Zum Beispiel kann ein Hund dabei helfen, schneller Kontakte zu knüpfen: Italiener sind sehr hundefreundlich. Beim Spaziergang ergeben sich oft ganz ungezwungen erste Gespräche mit Nachbarn oder anderen Hundebesitzern. Was beim Umzug und Leben mit Vierbeiner zu beachten ist, steht in unserem Beitrag „Mit Hund in Italien“.

Regionale Unterschiede: Keine pauschale Antwort

Italien ist kein homogenes Land. Der Norden und der Süden unterscheiden sich nicht nur in Lebenshaltungskosten und Klima, sondern in Infrastruktur, Verwaltungsabläufen und dem, was man im Alltag vorfindet.

Wer die 7-Prozent-Steuerregelung nutzen möchte, muss seinen Wohnsitz in Italien in eine Gemeinde im Süden mit weniger als 30.000 Einwohnern verlegen - oder in bestimmte erdbebengeschädigte Gemeinden in Mittelitalien. Wichtig: Die gesetzliche Deutsche Rentenversicherung ist von diesem Regime ausgenommen. Deutschland behält dafür das Besteuerungsrecht. Was das im Einzelnen bedeutet, erläutert der Beitrag Deutsche Rente in Italien - was Rentner wissen müssen. Das 7-Prozent-Regime ist eine steuerlich attraktive Option - aber keine, die sich ausschließlich nach dem Steuervorteil entscheiden sollte. Die Frage, wie die medizinische Versorgung vor Ort aussieht, wie gut die Verkehrsanbindung ist und ob eine soziale Infrastruktur vorhanden ist, ist mindestens genauso relevant.

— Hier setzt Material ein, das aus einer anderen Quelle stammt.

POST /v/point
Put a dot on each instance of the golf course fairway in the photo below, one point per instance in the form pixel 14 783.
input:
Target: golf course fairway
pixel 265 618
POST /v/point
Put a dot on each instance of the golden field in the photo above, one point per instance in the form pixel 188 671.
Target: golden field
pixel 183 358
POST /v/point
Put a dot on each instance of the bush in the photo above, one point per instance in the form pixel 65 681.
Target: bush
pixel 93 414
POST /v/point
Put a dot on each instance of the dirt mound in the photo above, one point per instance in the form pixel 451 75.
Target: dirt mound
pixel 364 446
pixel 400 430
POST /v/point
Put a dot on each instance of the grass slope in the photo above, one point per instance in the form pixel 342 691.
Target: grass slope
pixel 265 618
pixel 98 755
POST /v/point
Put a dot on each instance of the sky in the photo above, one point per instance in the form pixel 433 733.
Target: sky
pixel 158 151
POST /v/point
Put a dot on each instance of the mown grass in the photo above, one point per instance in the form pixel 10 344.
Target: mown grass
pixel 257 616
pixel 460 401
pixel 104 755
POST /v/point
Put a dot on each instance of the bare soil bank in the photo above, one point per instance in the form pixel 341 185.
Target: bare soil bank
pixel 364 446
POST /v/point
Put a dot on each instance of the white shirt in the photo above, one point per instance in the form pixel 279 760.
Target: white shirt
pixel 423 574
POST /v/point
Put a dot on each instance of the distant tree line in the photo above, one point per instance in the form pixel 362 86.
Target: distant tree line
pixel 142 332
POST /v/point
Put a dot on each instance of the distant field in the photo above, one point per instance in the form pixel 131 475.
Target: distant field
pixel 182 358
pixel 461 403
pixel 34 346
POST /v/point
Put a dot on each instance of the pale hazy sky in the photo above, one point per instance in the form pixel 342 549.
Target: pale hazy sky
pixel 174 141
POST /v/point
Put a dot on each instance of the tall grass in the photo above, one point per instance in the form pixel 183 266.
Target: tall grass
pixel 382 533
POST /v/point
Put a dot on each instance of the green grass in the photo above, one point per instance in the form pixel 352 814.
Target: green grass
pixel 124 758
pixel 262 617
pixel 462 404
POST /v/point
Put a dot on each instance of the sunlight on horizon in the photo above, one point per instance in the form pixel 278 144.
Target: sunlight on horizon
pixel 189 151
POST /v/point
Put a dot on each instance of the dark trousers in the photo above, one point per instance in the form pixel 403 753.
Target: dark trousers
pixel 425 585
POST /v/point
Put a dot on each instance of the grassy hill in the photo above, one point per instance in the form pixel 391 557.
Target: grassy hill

Der Süden Italiens bietet vieles, das nicht in Zahlen zu fassen ist: Landschaft, Tempo, eine andere Qualität von Alltag. Er bietet aber auch Herausforderungen, die in Hochglanzbroschüren selten vorkommen.

Was tatsächlich hilft

Wer einen Ruhestand in Italien plant, ist gut beraten, einen Ort vor dem Umzug nicht nur zu besuchen, sondern über einen längeren Zeitraum zu erleben – idealerweise außerhalb der Saison. Wer bereits Kontakte vor Ort hat oder aufbauen kann, hat einen erheblichen Vorteil. 

 

Die Entscheidung lässt sich nicht auf eine Checkliste reduzieren. Sie besteht aus vielen kleinen Einschätzungen, die sich erst im Kontext ergeben. Was zählt, ist ein realistisches Bild - nicht das attraktivste. Wer konkrete Unterstützung sucht, findet über die Piazza von ItaliaEssenza deutschsprachige Experten, die den Alltag in Italien aus eigener Erfahrung kennen.

 

Die Informationen in diesem Artikel dienen der Orientierung. Sie ersetzen keine individuelle Steuer-, Rechts- oder Gesundheitsberatung. Für konkrete Fragen empfiehlt sich der Kontakt mit Fachleuten, die den italienischen Kontext kennen.